The Millionaires Surtax would be easy to implement and enforce.

  • That’s because it is added onto the existing tax rates under the current tax system. It does not require a major overhaul of the tax system or the creation of a big new tax.
  • The surtax does not provide loopholes for the wealthy to avoid the tax. The very wealthy will be less able to game the system since the surtax applies equally to all forms of income.

We need a Millionaires Surtax because the rigged tax system is widening the gap between the wealthy and everyone else, pulling us farther apart and threatening our democracy.

  • The richest 0.1% own more wealth than the bottom 80% of households. [ Post]
  • The richest 1% own more than the bottom 90%. [Center for American Progress]
  • Such concentrated wealth and income buy outsized political influence. This leads to tax cuts and other giveaways that make the rich even richer, further boosting their political power, and so on in a continuing cycle.

America faces a clear choice in 2020: Continue to hand out tax cuts to corporations and the wealthy few or make the rich pay their fair share so we can invest in America’s future and create an economy that works for all of us.

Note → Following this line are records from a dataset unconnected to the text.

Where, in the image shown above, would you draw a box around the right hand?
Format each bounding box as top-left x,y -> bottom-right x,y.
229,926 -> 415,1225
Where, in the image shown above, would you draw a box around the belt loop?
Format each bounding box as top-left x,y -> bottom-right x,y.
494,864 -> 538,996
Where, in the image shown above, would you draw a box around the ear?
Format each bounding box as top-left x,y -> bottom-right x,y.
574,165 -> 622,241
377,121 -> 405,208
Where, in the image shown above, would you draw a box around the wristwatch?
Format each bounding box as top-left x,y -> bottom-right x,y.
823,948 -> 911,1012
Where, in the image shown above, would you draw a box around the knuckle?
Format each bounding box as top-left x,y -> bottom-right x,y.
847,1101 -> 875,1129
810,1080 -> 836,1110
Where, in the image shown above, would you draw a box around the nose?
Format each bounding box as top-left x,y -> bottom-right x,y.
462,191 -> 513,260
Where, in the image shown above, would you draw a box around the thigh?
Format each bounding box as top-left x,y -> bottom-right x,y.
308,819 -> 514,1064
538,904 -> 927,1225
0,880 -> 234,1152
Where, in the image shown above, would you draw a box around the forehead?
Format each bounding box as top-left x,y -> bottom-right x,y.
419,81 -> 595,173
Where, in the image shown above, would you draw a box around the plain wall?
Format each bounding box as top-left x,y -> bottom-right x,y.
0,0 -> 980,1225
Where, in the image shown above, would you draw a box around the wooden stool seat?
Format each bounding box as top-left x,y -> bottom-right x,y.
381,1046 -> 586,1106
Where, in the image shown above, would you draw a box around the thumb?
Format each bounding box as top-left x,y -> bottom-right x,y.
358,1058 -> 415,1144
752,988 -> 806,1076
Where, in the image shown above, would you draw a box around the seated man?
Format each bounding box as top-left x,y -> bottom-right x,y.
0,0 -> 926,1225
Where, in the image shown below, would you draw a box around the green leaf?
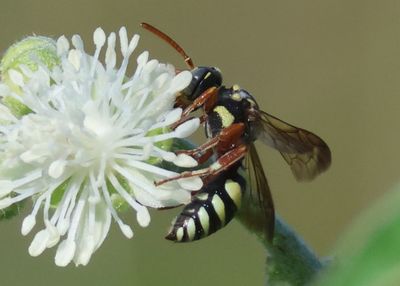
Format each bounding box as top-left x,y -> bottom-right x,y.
0,202 -> 24,221
315,183 -> 400,286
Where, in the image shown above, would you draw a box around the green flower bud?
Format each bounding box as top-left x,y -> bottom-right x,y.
146,127 -> 174,165
0,36 -> 60,117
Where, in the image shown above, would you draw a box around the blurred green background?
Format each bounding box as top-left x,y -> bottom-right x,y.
0,0 -> 400,286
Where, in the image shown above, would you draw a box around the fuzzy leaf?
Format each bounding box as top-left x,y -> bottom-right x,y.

  • The Trump-GOP tax cuts in 2017 gave massive handouts to huge corporations and wealthy CEOs on Wall Street, not to workers and small businesses on Main Street. This contributed to the largest income and wealth gaps we’ve seen since before the Great Depression and exploded the budget deficit.

America needs a different direction: Ask the wealthiest Americans to pay their fair share, so we can strengthen Social Security, Medicare and Medicaid and make investments that improve the lives of working families.